Il y a hélas également dans la vie des regards qui nous glacent à jamais tellement ils expriment la froideur de ce que l'autre ressent à notre égard. Mais il y a pire encore, il s'agit du regard de suffisance, voire de mépris où notre interlocuteur nous fait comprendre dans le silence de ses yeux à quel point nous n'avons aucune valeur à ses yeux. Un tel regard est humiliant, dégradant car ces yeux-là nous tuent sur place, à l'instant même où ils croisent notre regard. Nous sommes alors confrontés à la solitude de l'incompréhension, voire d'un jugement sans appel possible. Quoiqu'il en soit, un regard n'est jamais neutre. Il est d'une certaine manière le miroir de notre âme offert à la contemplation de tous ceux et celles qui nous regardent. Il est cette offrande infinie que nous cherchons à déchiffrer chez l'autre afin de pouvoir entamer une relation. Rien de pire alors que d'être confronté à un regard de jugement, un regard de condamnation comme si l'autre pouvait voir au plus profond de nous même. Je te juge et te condamne car j'ai la prétention de croire que je sais tout. Erreur ô combien humaine. Le tréfonds de l'âme n'est offert qu'au regard de Dieu.
Lui et lui seul peut nous connaître dans le plus intime de notre être là où aucune être humain ne pourra jamais prétendre avoir la connaissance totale de l'autre.

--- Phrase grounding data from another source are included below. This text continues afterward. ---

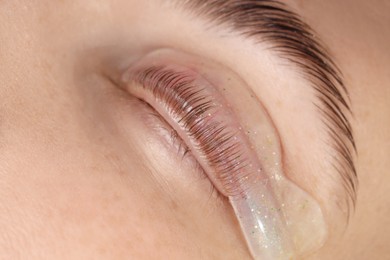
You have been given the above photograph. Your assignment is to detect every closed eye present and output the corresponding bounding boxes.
[107,48,328,258]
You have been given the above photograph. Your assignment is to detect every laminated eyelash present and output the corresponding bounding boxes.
[124,58,328,258]
[130,66,253,195]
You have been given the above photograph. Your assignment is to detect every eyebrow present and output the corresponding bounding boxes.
[176,0,357,214]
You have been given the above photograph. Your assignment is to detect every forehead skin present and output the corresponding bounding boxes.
[0,0,389,259]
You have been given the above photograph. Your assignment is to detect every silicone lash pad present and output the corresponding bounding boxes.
[120,50,327,259]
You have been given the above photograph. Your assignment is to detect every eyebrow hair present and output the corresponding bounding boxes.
[176,0,357,215]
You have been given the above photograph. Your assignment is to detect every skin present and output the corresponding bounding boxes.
[0,0,389,259]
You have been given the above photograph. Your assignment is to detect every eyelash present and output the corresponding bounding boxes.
[129,66,251,196]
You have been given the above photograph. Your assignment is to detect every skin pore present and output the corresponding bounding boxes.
[0,0,389,259]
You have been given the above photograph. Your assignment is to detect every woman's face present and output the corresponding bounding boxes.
[0,0,389,259]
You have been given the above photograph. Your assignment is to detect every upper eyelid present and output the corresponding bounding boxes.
[176,0,357,215]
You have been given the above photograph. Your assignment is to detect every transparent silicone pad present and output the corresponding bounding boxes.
[230,176,327,259]
[121,49,327,260]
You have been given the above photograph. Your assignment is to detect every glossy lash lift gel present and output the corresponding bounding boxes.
[119,49,327,260]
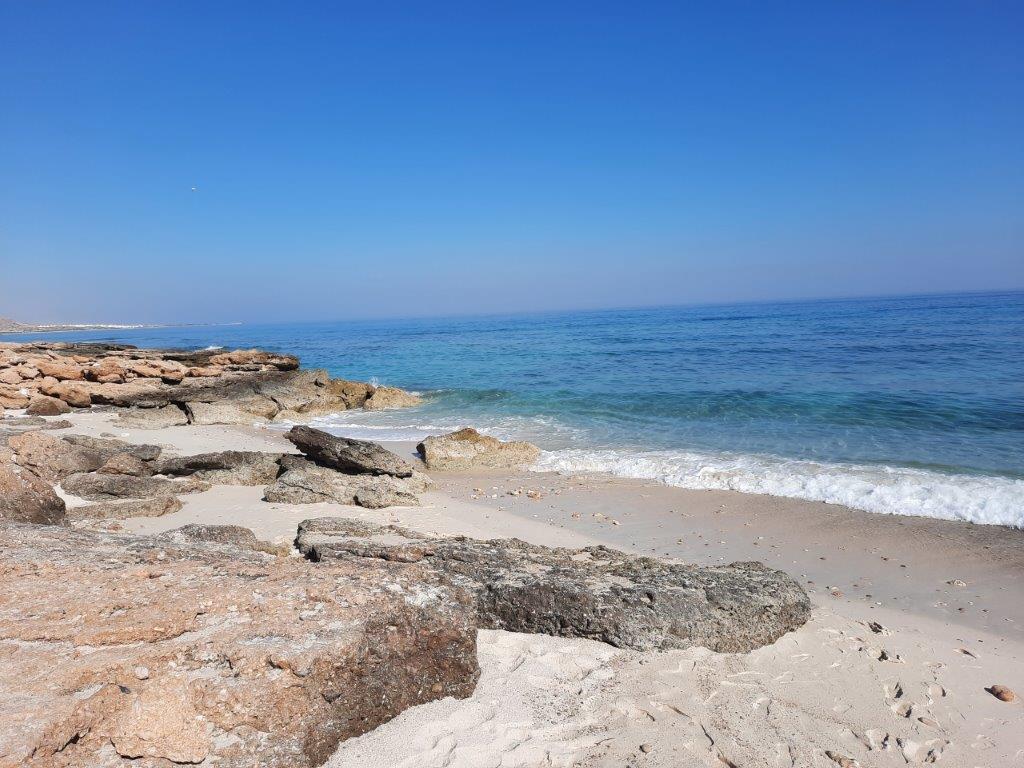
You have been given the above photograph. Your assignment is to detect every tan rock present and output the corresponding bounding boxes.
[25,395,72,416]
[0,522,479,767]
[35,359,85,380]
[365,385,423,410]
[67,496,183,520]
[0,386,30,409]
[40,380,92,408]
[417,427,541,471]
[0,461,66,525]
[187,365,223,377]
[15,364,40,379]
[0,369,21,386]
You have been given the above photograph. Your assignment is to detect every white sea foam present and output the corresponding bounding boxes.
[202,345,224,351]
[535,449,1024,528]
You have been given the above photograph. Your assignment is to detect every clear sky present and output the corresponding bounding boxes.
[1,1,1021,323]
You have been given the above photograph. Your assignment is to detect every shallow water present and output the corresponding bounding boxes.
[9,291,1023,526]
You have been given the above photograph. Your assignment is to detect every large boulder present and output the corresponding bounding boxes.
[297,517,812,653]
[0,451,66,525]
[158,523,286,555]
[265,456,428,509]
[154,450,284,485]
[0,521,479,767]
[417,428,540,471]
[286,426,416,477]
[185,398,277,425]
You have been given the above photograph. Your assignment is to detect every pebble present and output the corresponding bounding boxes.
[134,666,150,680]
[639,743,653,753]
[986,684,1016,702]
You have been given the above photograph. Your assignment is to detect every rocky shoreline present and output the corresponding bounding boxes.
[0,343,811,767]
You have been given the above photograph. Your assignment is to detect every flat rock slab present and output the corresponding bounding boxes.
[287,426,417,477]
[0,521,479,768]
[297,517,811,653]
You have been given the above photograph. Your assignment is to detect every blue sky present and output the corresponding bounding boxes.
[1,1,1021,323]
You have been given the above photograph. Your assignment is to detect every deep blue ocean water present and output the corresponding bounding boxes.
[8,291,1023,526]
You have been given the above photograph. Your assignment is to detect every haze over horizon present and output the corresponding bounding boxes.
[2,2,1022,324]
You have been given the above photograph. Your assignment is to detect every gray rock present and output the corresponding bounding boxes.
[287,425,417,477]
[265,457,428,508]
[297,517,811,652]
[154,450,284,485]
[97,453,153,477]
[67,496,183,520]
[417,428,540,471]
[61,434,162,463]
[61,472,209,501]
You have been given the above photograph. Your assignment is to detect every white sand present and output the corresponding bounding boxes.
[47,411,1024,767]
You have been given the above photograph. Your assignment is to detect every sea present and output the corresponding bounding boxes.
[7,291,1023,528]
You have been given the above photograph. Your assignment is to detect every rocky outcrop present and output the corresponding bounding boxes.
[0,521,479,768]
[0,448,66,525]
[0,342,421,423]
[154,450,284,485]
[417,427,540,471]
[265,456,429,509]
[297,517,812,653]
[287,426,417,477]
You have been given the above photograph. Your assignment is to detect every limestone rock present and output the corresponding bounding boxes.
[40,379,92,408]
[25,395,71,416]
[158,523,287,555]
[186,398,275,425]
[365,386,423,410]
[35,359,85,380]
[287,425,417,477]
[417,428,540,471]
[297,517,812,652]
[113,404,189,429]
[61,434,162,463]
[265,457,428,508]
[0,458,67,525]
[0,386,30,409]
[0,521,479,767]
[154,450,284,485]
[97,453,153,477]
[7,431,107,482]
[61,472,209,501]
[67,496,183,521]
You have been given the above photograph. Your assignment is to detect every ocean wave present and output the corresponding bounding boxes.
[535,449,1024,528]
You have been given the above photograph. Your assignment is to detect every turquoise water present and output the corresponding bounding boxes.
[8,291,1023,526]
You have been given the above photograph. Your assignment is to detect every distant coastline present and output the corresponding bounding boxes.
[0,318,241,334]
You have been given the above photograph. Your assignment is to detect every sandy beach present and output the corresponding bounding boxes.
[45,409,1024,768]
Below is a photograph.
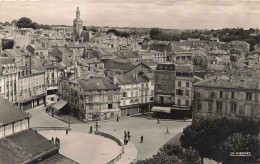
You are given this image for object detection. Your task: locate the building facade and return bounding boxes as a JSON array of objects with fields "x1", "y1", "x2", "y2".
[
  {"x1": 18, "y1": 67, "x2": 46, "y2": 110},
  {"x1": 71, "y1": 77, "x2": 121, "y2": 121},
  {"x1": 193, "y1": 75, "x2": 260, "y2": 122}
]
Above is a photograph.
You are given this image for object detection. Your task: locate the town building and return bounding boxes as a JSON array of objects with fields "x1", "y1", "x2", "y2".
[
  {"x1": 17, "y1": 66, "x2": 46, "y2": 110},
  {"x1": 193, "y1": 74, "x2": 260, "y2": 122},
  {"x1": 153, "y1": 63, "x2": 194, "y2": 117},
  {"x1": 0, "y1": 57, "x2": 19, "y2": 104},
  {"x1": 26, "y1": 44, "x2": 48, "y2": 57},
  {"x1": 115, "y1": 74, "x2": 150, "y2": 117},
  {"x1": 69, "y1": 77, "x2": 121, "y2": 121}
]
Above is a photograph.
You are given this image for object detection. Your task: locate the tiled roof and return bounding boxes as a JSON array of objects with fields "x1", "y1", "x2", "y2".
[
  {"x1": 38, "y1": 153, "x2": 79, "y2": 164},
  {"x1": 175, "y1": 64, "x2": 194, "y2": 72},
  {"x1": 248, "y1": 63, "x2": 260, "y2": 70},
  {"x1": 194, "y1": 75, "x2": 260, "y2": 90},
  {"x1": 0, "y1": 129, "x2": 58, "y2": 164},
  {"x1": 139, "y1": 59, "x2": 157, "y2": 67},
  {"x1": 101, "y1": 59, "x2": 149, "y2": 72},
  {"x1": 78, "y1": 77, "x2": 119, "y2": 91},
  {"x1": 0, "y1": 98, "x2": 29, "y2": 126},
  {"x1": 116, "y1": 75, "x2": 138, "y2": 85},
  {"x1": 0, "y1": 57, "x2": 14, "y2": 65}
]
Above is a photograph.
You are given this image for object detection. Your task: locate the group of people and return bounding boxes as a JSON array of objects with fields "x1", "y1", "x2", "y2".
[
  {"x1": 124, "y1": 131, "x2": 131, "y2": 145},
  {"x1": 51, "y1": 137, "x2": 60, "y2": 146}
]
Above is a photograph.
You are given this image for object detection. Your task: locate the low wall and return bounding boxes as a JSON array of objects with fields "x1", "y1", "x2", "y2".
[
  {"x1": 32, "y1": 127, "x2": 71, "y2": 131},
  {"x1": 95, "y1": 131, "x2": 125, "y2": 164}
]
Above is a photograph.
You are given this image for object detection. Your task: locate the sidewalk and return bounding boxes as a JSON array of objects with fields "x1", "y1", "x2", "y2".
[{"x1": 116, "y1": 141, "x2": 138, "y2": 164}]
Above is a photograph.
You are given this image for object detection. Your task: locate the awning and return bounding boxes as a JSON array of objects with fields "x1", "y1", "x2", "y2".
[
  {"x1": 151, "y1": 106, "x2": 172, "y2": 113},
  {"x1": 52, "y1": 99, "x2": 68, "y2": 110},
  {"x1": 171, "y1": 105, "x2": 190, "y2": 111}
]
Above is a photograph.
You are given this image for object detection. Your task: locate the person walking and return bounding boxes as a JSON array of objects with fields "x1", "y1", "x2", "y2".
[
  {"x1": 127, "y1": 131, "x2": 130, "y2": 137},
  {"x1": 124, "y1": 131, "x2": 127, "y2": 138},
  {"x1": 116, "y1": 116, "x2": 119, "y2": 122},
  {"x1": 90, "y1": 126, "x2": 93, "y2": 133},
  {"x1": 128, "y1": 134, "x2": 131, "y2": 141},
  {"x1": 141, "y1": 136, "x2": 143, "y2": 143},
  {"x1": 157, "y1": 118, "x2": 160, "y2": 124},
  {"x1": 51, "y1": 137, "x2": 54, "y2": 143}
]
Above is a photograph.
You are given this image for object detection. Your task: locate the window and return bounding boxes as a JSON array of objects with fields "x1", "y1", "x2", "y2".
[
  {"x1": 186, "y1": 90, "x2": 189, "y2": 96},
  {"x1": 185, "y1": 100, "x2": 189, "y2": 106},
  {"x1": 123, "y1": 92, "x2": 127, "y2": 97},
  {"x1": 158, "y1": 84, "x2": 162, "y2": 89},
  {"x1": 217, "y1": 102, "x2": 222, "y2": 112},
  {"x1": 246, "y1": 92, "x2": 252, "y2": 100},
  {"x1": 176, "y1": 89, "x2": 183, "y2": 96},
  {"x1": 89, "y1": 104, "x2": 93, "y2": 110},
  {"x1": 89, "y1": 96, "x2": 93, "y2": 102},
  {"x1": 231, "y1": 92, "x2": 235, "y2": 99},
  {"x1": 177, "y1": 99, "x2": 181, "y2": 105},
  {"x1": 219, "y1": 91, "x2": 223, "y2": 98},
  {"x1": 186, "y1": 82, "x2": 189, "y2": 87},
  {"x1": 208, "y1": 101, "x2": 213, "y2": 112},
  {"x1": 80, "y1": 95, "x2": 83, "y2": 100},
  {"x1": 178, "y1": 81, "x2": 181, "y2": 87},
  {"x1": 230, "y1": 103, "x2": 237, "y2": 114},
  {"x1": 108, "y1": 104, "x2": 113, "y2": 109}
]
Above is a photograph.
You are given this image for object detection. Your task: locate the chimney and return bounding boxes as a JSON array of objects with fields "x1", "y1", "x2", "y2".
[{"x1": 113, "y1": 76, "x2": 117, "y2": 85}]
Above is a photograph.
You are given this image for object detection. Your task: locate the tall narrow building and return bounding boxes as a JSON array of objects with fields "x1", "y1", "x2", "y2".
[{"x1": 73, "y1": 7, "x2": 83, "y2": 37}]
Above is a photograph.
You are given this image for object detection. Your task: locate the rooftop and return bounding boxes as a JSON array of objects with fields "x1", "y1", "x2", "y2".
[
  {"x1": 0, "y1": 129, "x2": 58, "y2": 164},
  {"x1": 78, "y1": 77, "x2": 119, "y2": 91},
  {"x1": 194, "y1": 74, "x2": 260, "y2": 90},
  {"x1": 0, "y1": 98, "x2": 29, "y2": 126}
]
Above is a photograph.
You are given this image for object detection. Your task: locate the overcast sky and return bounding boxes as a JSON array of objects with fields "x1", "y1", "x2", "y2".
[{"x1": 0, "y1": 0, "x2": 260, "y2": 29}]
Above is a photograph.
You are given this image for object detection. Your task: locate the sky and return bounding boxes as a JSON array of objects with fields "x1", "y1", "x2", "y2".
[{"x1": 0, "y1": 0, "x2": 260, "y2": 29}]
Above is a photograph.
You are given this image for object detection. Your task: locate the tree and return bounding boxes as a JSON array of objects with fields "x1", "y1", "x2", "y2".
[
  {"x1": 89, "y1": 27, "x2": 98, "y2": 33},
  {"x1": 106, "y1": 29, "x2": 120, "y2": 36},
  {"x1": 135, "y1": 144, "x2": 200, "y2": 164},
  {"x1": 16, "y1": 17, "x2": 33, "y2": 28},
  {"x1": 219, "y1": 133, "x2": 260, "y2": 164},
  {"x1": 149, "y1": 28, "x2": 161, "y2": 39},
  {"x1": 120, "y1": 32, "x2": 130, "y2": 38},
  {"x1": 1, "y1": 39, "x2": 14, "y2": 50},
  {"x1": 3, "y1": 21, "x2": 11, "y2": 26},
  {"x1": 180, "y1": 117, "x2": 260, "y2": 163}
]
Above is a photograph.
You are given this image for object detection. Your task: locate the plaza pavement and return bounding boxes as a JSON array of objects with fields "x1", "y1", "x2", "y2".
[
  {"x1": 28, "y1": 107, "x2": 191, "y2": 163},
  {"x1": 39, "y1": 130, "x2": 122, "y2": 164}
]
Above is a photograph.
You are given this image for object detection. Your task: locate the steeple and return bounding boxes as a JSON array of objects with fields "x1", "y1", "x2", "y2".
[
  {"x1": 76, "y1": 6, "x2": 80, "y2": 19},
  {"x1": 73, "y1": 6, "x2": 83, "y2": 37}
]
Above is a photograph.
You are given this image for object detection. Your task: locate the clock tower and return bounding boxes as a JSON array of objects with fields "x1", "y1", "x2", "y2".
[{"x1": 73, "y1": 7, "x2": 83, "y2": 37}]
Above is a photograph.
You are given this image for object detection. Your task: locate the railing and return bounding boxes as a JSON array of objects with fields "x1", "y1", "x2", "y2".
[
  {"x1": 31, "y1": 127, "x2": 71, "y2": 131},
  {"x1": 95, "y1": 131, "x2": 125, "y2": 164}
]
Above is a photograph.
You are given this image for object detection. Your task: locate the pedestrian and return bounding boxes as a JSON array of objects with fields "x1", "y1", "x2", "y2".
[
  {"x1": 90, "y1": 126, "x2": 93, "y2": 133},
  {"x1": 124, "y1": 131, "x2": 127, "y2": 138},
  {"x1": 157, "y1": 118, "x2": 160, "y2": 124},
  {"x1": 124, "y1": 138, "x2": 126, "y2": 145},
  {"x1": 66, "y1": 129, "x2": 68, "y2": 134},
  {"x1": 55, "y1": 137, "x2": 58, "y2": 144},
  {"x1": 116, "y1": 116, "x2": 119, "y2": 122},
  {"x1": 128, "y1": 134, "x2": 131, "y2": 141},
  {"x1": 127, "y1": 131, "x2": 130, "y2": 138},
  {"x1": 51, "y1": 137, "x2": 54, "y2": 143},
  {"x1": 166, "y1": 127, "x2": 169, "y2": 134},
  {"x1": 141, "y1": 136, "x2": 143, "y2": 143}
]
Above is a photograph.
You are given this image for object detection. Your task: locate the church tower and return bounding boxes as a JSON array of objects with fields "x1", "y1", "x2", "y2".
[{"x1": 73, "y1": 7, "x2": 83, "y2": 37}]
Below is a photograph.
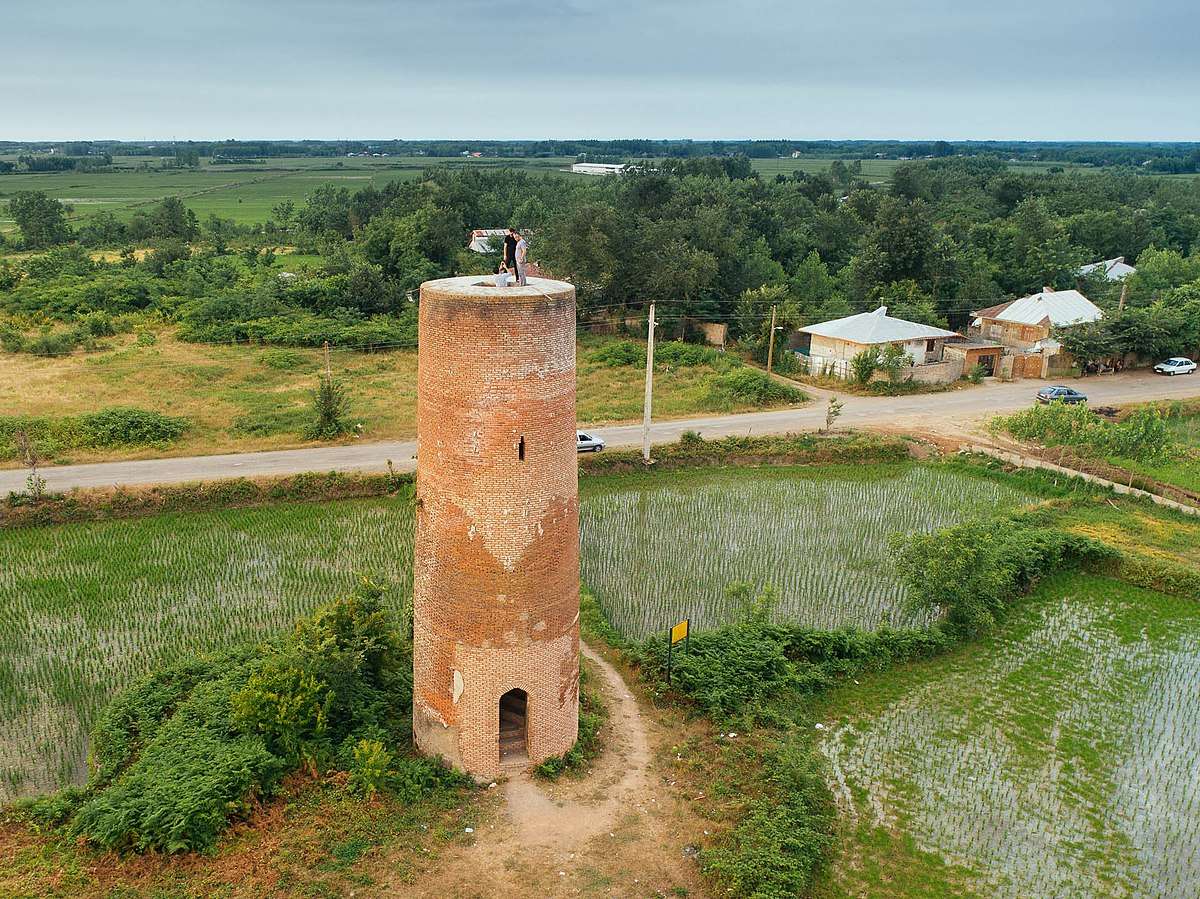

Il y a en chacune et chacun de nous un jardin secret où seul Dieu vient se promener. Il y a en chacune et chacun de nous un part de mystère qui nous dépasse et auquel seul le divin peut accéder. Cette partie de notre être lui est réservée. Elle contient toutes les potentialités de ce que nous sommes appelés à devenir un jour que ce soit dans cette vie-ci ou dans la vie éternelle. Trop souvent, nous voyons chez les autres l'imperfection, les manquements et nous nous arrêtons à ces premières impressions. Nous portons un regard dur, un regard qui juge et nous n'allons pas au-delà. Il en va tout autrement pour Dieu d'après les textes de ce jour. Le Dieu qui s'est révélé par les prophètes et dans l'Incarnation est un Dieu qui ferme les yeux sur nos manques d'amour, nos péchés pour que nous puissions nous convertir. Ils ne nous enferment pas en ces derniers car lorsque nous tombons, il nous reprend à notre rythme, il nous avertit pour que nous nous détournions de ce qui nous empêchent de devenir nous-mêmes. Le Fils Jésus, notre frère, voit en chacune et chacun de nous ce saint qui sommeille et toute cette pureté que nous sommes appelés à découvrir, à devenir. Comme pour Zachée, le Christ porte aujourd'hui encore sur nous un regard bienveillant de compassion et de miséricorde. Un regard nous appelant à exister mais à exister autrement c'est-à-dire à inscrire notre vie en Dieu en l'écrivant avec l'encre de l'Esprit Saint, une encre indélébile qui nous conduit à ne poser que des actes d'amour révélant ainsi la divinité existant en chaque être.